Джанет Иванович - Четверка сравнивает счет
По моему личному заключению, домашние хозяйки они были никакие, и собирались, наверно, довести себя до заворота кишок. Поскольку потребляли в пищу кучу копченой колбасы, белого хлеба, курили сигареты пачками, пили в большом количестве пиво и мусор за собой не убирали.
— Сбежали, — вынес вердикт Морелли, снимая перчатки и возвращая их под раковину.
— Есть идеи?
— Ага. Давай сваливать отсюда.
Мы добежали до пикапа, и Морелли вырулил на променад.
— Вон там платный телефон, — показал Морелли. — Позвони в полицию и скажи им, что ты соседка и заметила разбитое стекло на задней двери в соседнем доме. Не хочу оставлять дом на потеху вандалам и грабителям.
Критически оглядев себя, я решила, что мокрее уже не стану, поэтому прошлепала прямо под дождем к телефону, позвонила и пошлепала обратно.
— Все в порядке? — спросил Морелли.
— Им не понравилась, что я не назвала себя.
— Тебе полагалось что-нибудь соврать. Копы этого просто ждут.
— Чудаки эти копы, — сказала я Морелли.
— Угу, — подтвердил он, — копы до чертиков меня пугают.
Я сняла обувь и пристегнулась.
— Хочешь рискнуть и высказать догадку, что случилось в гостиной, которую мы только что покинули?
— Кто-то пришел за Максин, погонялся за ней по гостиной и заработал по башке тупым предметом. Когда он очнулся, трех женщин и след простыл.
— Может, этот кто-то был Эдди Кунцем.
— Может быть. Впрочем, это не объясняет, почему он до сих пор отсутствует.
* * * * *На полпути к дому дождь прекратился, а сам Трентон не выказывал ни единого признака, что ему полегчало от жары. Уровень углеводородов был достаточно высоким, чтобы травить стекло, а магистрали гудели с дорожной яростью. Кондиционеры выходили из строя, собаки страдали диареей, в корзинах плесневело грязное белье, предназначенное для стирки, носоглотка забивалась цементной пылью. Если давление упадет еще ниже, то внутренности каждого высосет через ступни прямо в нутро земли.
Мы с Морелли едва все это замечали, конечно, потому что оба родились и выросли в Джерси. Выживают наиприспособившиеся из приспосабливающихся.

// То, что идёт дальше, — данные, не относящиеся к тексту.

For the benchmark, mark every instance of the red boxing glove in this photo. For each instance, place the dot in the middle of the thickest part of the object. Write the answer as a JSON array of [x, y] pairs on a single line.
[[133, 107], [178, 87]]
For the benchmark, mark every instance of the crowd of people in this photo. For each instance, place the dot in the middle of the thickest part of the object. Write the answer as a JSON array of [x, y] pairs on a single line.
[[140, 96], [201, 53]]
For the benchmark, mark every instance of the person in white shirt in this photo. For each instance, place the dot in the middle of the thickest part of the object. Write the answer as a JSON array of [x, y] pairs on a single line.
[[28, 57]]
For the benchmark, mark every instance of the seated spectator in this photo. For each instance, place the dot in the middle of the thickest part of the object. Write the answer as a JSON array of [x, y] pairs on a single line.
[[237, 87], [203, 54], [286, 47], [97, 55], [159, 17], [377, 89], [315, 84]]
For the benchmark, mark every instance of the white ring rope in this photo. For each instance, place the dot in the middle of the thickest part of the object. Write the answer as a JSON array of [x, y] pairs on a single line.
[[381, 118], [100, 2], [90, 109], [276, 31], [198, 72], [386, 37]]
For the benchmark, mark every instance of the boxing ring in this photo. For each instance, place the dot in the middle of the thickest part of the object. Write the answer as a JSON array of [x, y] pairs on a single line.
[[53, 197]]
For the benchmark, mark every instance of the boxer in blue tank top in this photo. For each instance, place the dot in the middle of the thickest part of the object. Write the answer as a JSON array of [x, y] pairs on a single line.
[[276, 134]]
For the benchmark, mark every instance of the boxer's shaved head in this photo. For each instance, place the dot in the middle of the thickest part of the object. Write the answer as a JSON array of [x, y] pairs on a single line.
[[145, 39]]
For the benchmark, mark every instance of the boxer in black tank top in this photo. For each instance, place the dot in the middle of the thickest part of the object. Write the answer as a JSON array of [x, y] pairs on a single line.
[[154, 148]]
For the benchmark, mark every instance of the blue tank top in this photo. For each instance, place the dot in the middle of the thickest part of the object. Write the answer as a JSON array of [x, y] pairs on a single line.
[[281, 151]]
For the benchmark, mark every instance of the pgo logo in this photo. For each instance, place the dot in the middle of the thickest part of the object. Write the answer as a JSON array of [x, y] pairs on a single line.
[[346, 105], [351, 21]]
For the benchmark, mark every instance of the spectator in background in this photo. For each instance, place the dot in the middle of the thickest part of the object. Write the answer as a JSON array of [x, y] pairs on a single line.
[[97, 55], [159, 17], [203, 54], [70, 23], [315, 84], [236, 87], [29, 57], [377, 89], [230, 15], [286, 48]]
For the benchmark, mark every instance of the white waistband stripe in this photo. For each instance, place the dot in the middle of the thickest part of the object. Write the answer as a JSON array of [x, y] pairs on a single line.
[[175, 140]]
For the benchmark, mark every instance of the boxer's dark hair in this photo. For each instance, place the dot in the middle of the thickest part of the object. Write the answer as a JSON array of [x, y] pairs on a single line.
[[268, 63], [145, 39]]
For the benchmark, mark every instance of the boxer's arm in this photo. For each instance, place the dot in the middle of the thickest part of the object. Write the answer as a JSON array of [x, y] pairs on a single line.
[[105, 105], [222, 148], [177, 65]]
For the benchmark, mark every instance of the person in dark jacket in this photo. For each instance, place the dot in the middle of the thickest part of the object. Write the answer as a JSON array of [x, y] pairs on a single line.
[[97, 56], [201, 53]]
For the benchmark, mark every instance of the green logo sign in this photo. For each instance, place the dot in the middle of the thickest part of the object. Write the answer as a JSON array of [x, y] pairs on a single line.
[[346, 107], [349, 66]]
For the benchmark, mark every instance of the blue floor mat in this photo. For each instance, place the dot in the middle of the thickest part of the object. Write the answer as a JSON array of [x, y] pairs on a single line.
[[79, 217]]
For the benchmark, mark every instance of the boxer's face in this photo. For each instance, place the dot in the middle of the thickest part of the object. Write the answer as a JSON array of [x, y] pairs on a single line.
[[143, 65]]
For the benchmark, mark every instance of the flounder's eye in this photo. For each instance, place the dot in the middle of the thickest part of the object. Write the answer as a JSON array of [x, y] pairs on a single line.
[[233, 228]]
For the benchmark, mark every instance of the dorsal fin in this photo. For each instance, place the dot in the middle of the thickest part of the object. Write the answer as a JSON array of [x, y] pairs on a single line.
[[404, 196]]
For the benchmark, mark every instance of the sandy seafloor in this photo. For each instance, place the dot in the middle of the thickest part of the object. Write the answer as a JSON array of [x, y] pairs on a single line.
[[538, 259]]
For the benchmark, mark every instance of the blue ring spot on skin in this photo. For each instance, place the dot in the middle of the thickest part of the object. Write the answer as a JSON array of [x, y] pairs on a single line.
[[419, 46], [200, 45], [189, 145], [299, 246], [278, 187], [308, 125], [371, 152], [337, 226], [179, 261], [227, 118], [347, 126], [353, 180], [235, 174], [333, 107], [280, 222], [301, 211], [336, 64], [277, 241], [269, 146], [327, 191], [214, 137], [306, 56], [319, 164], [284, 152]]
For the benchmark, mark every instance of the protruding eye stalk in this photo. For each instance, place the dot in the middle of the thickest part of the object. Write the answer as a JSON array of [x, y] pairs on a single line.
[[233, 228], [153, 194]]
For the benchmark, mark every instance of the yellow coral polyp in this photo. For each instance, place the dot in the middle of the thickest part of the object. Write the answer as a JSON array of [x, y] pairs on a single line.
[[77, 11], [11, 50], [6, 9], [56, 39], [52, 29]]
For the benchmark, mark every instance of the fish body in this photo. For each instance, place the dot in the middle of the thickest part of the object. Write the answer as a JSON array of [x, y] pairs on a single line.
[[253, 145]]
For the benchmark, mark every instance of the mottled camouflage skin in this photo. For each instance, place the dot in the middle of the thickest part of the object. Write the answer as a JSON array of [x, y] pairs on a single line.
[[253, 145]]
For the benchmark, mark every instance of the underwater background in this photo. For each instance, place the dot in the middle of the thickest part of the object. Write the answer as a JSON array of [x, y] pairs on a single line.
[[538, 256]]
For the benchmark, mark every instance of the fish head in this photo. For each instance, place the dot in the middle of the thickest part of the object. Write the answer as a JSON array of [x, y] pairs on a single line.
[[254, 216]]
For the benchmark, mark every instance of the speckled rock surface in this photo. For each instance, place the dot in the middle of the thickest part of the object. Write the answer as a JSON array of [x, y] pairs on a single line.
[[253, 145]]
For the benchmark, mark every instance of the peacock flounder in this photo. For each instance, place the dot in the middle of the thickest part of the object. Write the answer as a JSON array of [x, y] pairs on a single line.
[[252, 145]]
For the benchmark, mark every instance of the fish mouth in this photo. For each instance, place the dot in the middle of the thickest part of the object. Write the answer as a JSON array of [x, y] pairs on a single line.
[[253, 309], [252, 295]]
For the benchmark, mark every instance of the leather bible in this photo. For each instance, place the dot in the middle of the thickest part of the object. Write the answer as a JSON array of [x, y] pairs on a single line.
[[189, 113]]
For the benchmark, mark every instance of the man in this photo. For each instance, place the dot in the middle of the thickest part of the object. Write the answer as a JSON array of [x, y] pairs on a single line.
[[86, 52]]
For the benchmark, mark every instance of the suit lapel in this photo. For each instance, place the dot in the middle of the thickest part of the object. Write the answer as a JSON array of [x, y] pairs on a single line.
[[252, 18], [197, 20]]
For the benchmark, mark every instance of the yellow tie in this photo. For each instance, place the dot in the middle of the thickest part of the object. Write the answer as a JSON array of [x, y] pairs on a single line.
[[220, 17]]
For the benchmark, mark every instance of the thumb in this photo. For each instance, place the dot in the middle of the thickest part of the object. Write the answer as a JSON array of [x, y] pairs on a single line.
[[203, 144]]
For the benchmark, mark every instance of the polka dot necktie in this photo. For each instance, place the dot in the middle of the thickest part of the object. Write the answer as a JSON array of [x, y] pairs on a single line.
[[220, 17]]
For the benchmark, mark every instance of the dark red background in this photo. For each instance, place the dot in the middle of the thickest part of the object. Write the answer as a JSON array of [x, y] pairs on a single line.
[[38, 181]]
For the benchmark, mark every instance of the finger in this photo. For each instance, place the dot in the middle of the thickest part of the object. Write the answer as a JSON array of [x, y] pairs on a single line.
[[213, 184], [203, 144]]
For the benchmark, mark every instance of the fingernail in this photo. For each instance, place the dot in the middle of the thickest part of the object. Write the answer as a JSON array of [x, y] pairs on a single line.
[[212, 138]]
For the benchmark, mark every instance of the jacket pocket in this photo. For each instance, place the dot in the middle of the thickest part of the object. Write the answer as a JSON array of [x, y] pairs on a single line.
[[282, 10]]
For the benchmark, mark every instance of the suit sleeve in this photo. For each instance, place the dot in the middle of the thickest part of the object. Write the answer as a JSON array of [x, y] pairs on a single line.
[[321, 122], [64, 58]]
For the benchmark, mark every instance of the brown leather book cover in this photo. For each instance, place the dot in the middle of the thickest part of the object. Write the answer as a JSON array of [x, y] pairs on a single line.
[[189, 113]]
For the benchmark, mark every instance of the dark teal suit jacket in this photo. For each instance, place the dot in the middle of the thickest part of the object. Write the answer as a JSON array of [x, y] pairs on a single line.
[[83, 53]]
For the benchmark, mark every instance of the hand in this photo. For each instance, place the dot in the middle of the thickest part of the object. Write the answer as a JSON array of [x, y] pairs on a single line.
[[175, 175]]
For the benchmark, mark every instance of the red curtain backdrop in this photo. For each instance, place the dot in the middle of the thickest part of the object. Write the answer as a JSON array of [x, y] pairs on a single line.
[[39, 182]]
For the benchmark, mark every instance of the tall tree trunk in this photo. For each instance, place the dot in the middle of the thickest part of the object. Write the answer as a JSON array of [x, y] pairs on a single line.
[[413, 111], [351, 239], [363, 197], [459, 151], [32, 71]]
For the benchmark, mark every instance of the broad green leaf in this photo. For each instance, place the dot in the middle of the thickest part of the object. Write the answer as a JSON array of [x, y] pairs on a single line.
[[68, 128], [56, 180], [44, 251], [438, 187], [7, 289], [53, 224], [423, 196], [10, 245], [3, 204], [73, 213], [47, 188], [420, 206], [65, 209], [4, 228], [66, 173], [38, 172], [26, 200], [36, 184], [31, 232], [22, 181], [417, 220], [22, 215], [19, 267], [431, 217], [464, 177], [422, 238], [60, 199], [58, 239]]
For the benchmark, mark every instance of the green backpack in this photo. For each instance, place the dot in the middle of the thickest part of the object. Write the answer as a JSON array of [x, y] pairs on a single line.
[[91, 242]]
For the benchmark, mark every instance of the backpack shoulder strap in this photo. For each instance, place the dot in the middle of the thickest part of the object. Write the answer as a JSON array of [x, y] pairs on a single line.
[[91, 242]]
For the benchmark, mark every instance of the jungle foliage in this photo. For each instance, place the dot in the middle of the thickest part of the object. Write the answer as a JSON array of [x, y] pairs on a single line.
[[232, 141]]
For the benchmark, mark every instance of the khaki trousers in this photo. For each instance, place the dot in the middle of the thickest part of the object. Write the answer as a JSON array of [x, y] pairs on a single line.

И Джерси воспитывает великую расу.
Мы стояли в прихожей Морелли, с нас капало, и я не могла решить, что хочу сделать в первую очередь. Я была голодная, я вымокла, и в то же время мне хотелось позвонить и проверить, не вернулся ли Эдди Кунц. Морелли расставил мои приоритеты, начав раздеваться в прихожей.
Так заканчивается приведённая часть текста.